Nissan will make other changes including expanding Nissan North America Chairman Jose Munoz’s duties to include chief performance officer.
When WardsAuto interviewed Masuko in June, the Mitsubishi CEO was not clear about what role, if any, he would play in the new organization. Having stayed on at Ghosn’s insistence, Masuko will serve indefinitely implement Mitsubishi’s new midterm plan.
Ghosn says Masuko’s continued presence was a condition for creation of the alliance.
Masuko “didn’t want to stay on the job,” Ghosn says. “He told me many times that he wanted to resign and take responsibility for what had happened. I want to make it very clear. I asked him to stay.
“This was a very important condition for us to make the alliance because Nissan trusts Masuko-san. I asked him (to stay) for the best interest of Mitsubishi Motors and the alliance. He agreed.”
Masuko’s first request when he approached Ghosn in April was for help in rebuilding Mitsubishi’s product-development and engineering operation. Ghosn obliged by sending former Executive Vice President Mitsuhiko Yamashita, who had headed Nissan’s global R&D operation for more than a decade before retiring in June 2015 and becoming a technical advisor.
“Yamashita-san is currently leading the effort to transform our engineering operation.

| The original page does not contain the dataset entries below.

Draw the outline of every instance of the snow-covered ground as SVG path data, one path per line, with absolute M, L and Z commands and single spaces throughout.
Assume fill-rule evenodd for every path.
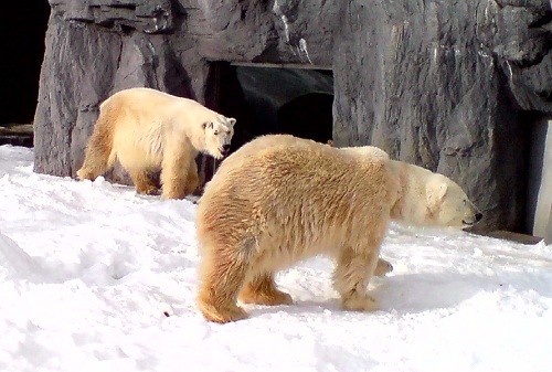
M 552 371 L 552 246 L 393 225 L 381 310 L 346 312 L 331 263 L 293 306 L 205 322 L 191 202 L 32 172 L 0 147 L 0 371 Z

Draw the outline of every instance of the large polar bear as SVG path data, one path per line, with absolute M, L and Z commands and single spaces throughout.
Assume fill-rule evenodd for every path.
M 424 211 L 425 223 L 461 226 L 480 217 L 449 179 L 412 176 L 389 157 L 369 153 L 273 135 L 223 161 L 197 216 L 198 305 L 208 320 L 246 318 L 237 299 L 291 304 L 276 288 L 275 273 L 317 254 L 336 259 L 342 307 L 373 310 L 367 286 L 391 219 L 418 222 Z
M 138 193 L 157 193 L 150 174 L 161 169 L 162 196 L 184 198 L 199 184 L 195 157 L 227 155 L 235 121 L 156 89 L 120 91 L 99 106 L 77 177 L 94 180 L 118 160 Z

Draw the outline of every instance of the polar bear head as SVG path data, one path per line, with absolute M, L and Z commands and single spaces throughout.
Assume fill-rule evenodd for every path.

To this end, he is reviewing human-resource requirements and has determined that there is a shortage,” Masuko says, noting the retired executive already has identified 31 issues of concern.
“We’re still waiting for his final report. Based on that we will seek further assistance from Nissan or perhaps turn to the market.”
Ghosn is clear that it no longer will be business as usual at Mitsubishi.
“Because there is an emergency here, we must insure that everything is put in place to avoid events like the one related to fuel economy and emissions so that they won’t happen again,” Ghosn says.